Tempranamente se manifestó su amor a la Eucaristía, a la Inmaculada y a san José. Las prácticas de piedad y la oración, además del compromiso que estableció con los necesitados, fueron las armas con las que se enfrentó a la crisis religiosa de su tiempo. La convicción de ser de Cristo para siempre le instó a consagrarle su virginidad privadamente. Poco antes de cumplir los 18 años determinó dejarse guiar por la voluntad de Dios. El paisaje que contemplaba cuando solía ir a la propiedad que su familia tenía en la costa, era un reguero de mujeres trabajadoras que se dirigían a las diversas fábricas para ganar el sustento de los suyos. Ella había gozado del privilegio de una existencia acomodada y recibido una sólida educación. Pero se le partía el corazón al ver a sus compatriotas desprovistas de esos bienes, expuestas a otros avatares preñados de peligros por esos caminos desnudos de protección por los que transita la pobreza de vida a todos los niveles. Y pensó cobijarlas en una casa con objeto de paliar tan graves carencias.
Su juventud parecía más que un acicate una dificultad para llevar adelante la misión a la que se sintió llamada: fundar una congregación religiosa. «Yo y todo lo mío para las obreras», sentimiento que albergaba en su corazón, obtuvo respuesta del cardenal Monescillo: «Grande es tu fe y tu constancia. Ve y abre un asilo a esas obreras por las que con tanta solicitud te interesas y tanto cariño siente tu corazón». Mucho había tenido que insistir Juana María, y convencerse aquél de la autenticidad del proyecto, para poder materializar su sueño. Por fin, comenzó a cumplirse tras estas palabras que le dirigió el cardenal. Y en 1884 abrió el Asilo Protector de Obreras así como un centro de enseñanza gratuita para las hijas de éstas. «Señor, mantenme firme junto a tu cruz», repetía ante las pruebas, mientras la fundación se extendía por las zonas industriales. A las religiosas les recordaba constantemente que debían «ser santas en el cielo, sin levantar polvo en la tierra».

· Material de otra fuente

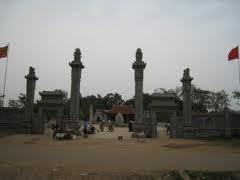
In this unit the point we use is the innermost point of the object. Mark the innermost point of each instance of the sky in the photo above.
(172, 34)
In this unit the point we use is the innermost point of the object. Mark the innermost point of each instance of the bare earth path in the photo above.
(103, 152)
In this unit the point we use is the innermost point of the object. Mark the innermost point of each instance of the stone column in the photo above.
(138, 67)
(187, 103)
(30, 91)
(77, 67)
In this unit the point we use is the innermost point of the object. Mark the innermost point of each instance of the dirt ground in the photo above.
(40, 156)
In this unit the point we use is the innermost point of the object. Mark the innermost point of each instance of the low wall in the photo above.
(11, 118)
(223, 124)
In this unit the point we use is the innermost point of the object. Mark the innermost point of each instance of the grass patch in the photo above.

Devolvió la dignidad a las trabajadoras, consideradas hasta entonces como meros instrumentos de trabajo, y con su caridad y espíritu de sacrificio les enseñó a convertir lo ordinario en extraordinario. Hasta 1911 ni ella ni las religiosas que la acompañaban en este empeño pudieron emitir votos perpetuos. «Aceptar y no pedir es el más santo sufrir». «Excelente disciplina es hacer con alegría lo que más nos costaría», había dicho. Los signos de su vida: obediencia, alegría, humildad, constancia, dominio de sí, paz, bondad, entrega, laboriosidad, solidaridad, fe, esperanza y amor atestiguaron su sí incondicional a Cristo. No quiso dar cuenta de la mayoría de las lesiones que poco a poco fueron minando su organismo, y falleció el 16 de enero de 1916. Tenía 54 años. Fue beatificada el 23 de marzo de 2003 por Juan Pablo II.